Henderson is a graduate of Howard University and received his juris doctorate from Rutgers University. He is presently the Joseph L. Rauh Jr., Chair of Public Interest Law at UDC.
The topic of his speech was “Pathway to Civil and Human Rights at the End of the Second Reconstruction.”
Henderson noted the year 1968, which was transformative in America.
“There were a number of watershed moments in 1968,” he said. “There was the assassinations of Dr. Martin Luther King Jr., and Senator Robert F. Kennedy, the passage of the Fair Housing Act, the tumultuous Democratic Convention in Chicago, the riots after the King assassination and the election of Richard Nixon as president. Nixon’s election was the result of a Southern strategy that was designed to play into the fears of Southern and conservative Whites.”
Henderson said that 2018 “is 50 years after 1968 and 150 years after the ratification of the 14th Amendment to the U.S. Constitution.”
“The 14th Amendment gave Blacks the right to American citizenship and the benefits and obligations thereof,” he said. “Without the 14th Amendment, there would have been no Brown vs. Board of Education, no Roe v. Wade and no Supreme Court decision that legalizes same-sex marriage.”
Henderson said that the 14th Amendment is being tested by the Trump administration in its now abandoned policy of separating families at the Mexican border even when the children are U.S. citizens.

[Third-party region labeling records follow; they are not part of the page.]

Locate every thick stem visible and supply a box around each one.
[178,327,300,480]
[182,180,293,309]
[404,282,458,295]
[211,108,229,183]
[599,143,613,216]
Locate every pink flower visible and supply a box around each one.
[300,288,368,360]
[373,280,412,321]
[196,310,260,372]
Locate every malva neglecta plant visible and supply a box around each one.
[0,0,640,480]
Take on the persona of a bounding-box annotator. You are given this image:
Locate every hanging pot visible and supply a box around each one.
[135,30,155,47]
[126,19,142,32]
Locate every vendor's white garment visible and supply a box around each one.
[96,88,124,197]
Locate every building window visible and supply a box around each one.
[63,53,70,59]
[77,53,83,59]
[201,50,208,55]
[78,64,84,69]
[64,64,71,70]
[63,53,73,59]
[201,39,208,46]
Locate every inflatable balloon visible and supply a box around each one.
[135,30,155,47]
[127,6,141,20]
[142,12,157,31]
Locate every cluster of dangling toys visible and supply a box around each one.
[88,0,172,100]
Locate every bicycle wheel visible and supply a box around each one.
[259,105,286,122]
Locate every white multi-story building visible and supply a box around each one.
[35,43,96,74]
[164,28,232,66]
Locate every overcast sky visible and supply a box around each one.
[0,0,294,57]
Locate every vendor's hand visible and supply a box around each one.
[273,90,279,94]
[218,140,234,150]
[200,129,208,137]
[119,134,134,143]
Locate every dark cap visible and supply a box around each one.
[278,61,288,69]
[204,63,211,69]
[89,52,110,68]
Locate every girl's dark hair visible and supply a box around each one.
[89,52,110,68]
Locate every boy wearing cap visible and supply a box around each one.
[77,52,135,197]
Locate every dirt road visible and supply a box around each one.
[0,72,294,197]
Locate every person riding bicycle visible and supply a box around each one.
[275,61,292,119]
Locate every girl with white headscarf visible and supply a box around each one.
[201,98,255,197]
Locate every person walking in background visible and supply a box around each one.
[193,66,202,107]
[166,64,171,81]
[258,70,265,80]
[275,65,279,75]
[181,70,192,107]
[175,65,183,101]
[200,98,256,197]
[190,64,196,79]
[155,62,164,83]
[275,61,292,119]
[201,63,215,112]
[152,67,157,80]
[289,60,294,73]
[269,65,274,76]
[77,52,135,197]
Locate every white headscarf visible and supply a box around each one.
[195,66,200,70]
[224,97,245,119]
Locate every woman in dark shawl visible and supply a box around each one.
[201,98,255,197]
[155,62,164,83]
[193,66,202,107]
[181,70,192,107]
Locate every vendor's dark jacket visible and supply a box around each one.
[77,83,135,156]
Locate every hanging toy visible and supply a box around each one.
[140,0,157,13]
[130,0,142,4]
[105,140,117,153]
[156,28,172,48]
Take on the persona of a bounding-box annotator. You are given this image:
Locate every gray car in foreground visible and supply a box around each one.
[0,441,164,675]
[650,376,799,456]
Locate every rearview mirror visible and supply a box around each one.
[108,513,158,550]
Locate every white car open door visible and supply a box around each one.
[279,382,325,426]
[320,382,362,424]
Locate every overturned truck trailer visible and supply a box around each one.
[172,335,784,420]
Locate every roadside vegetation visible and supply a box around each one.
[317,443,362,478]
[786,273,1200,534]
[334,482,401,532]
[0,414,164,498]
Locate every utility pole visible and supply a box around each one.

Henderson said it is time for progressives to step up and fight for the American people. He used the case of Merrick Garland, the chief judge of the U.S. Court of Appeals in the District of Columbia, as an example of why Democrats in particular must fight.
“Merrick Garland was denied a seat on the U.S. Supreme Court because he was appointed by a Black president,” Henderson said. “Senate Republicans didn’t want to give a Black president a third pick on the Supreme Court that could change the political balance of the court for years. It was the Democrats that allowed that to happen, though.”
He encouraged progressives to have a long term and short term view of changing the system and urged becoming a “student of the system they are seeking to reform.”
Henderson said that progressives need to get work.
“We need to get tough, get organized, stop whining and get resources to do what we need to do,” he said.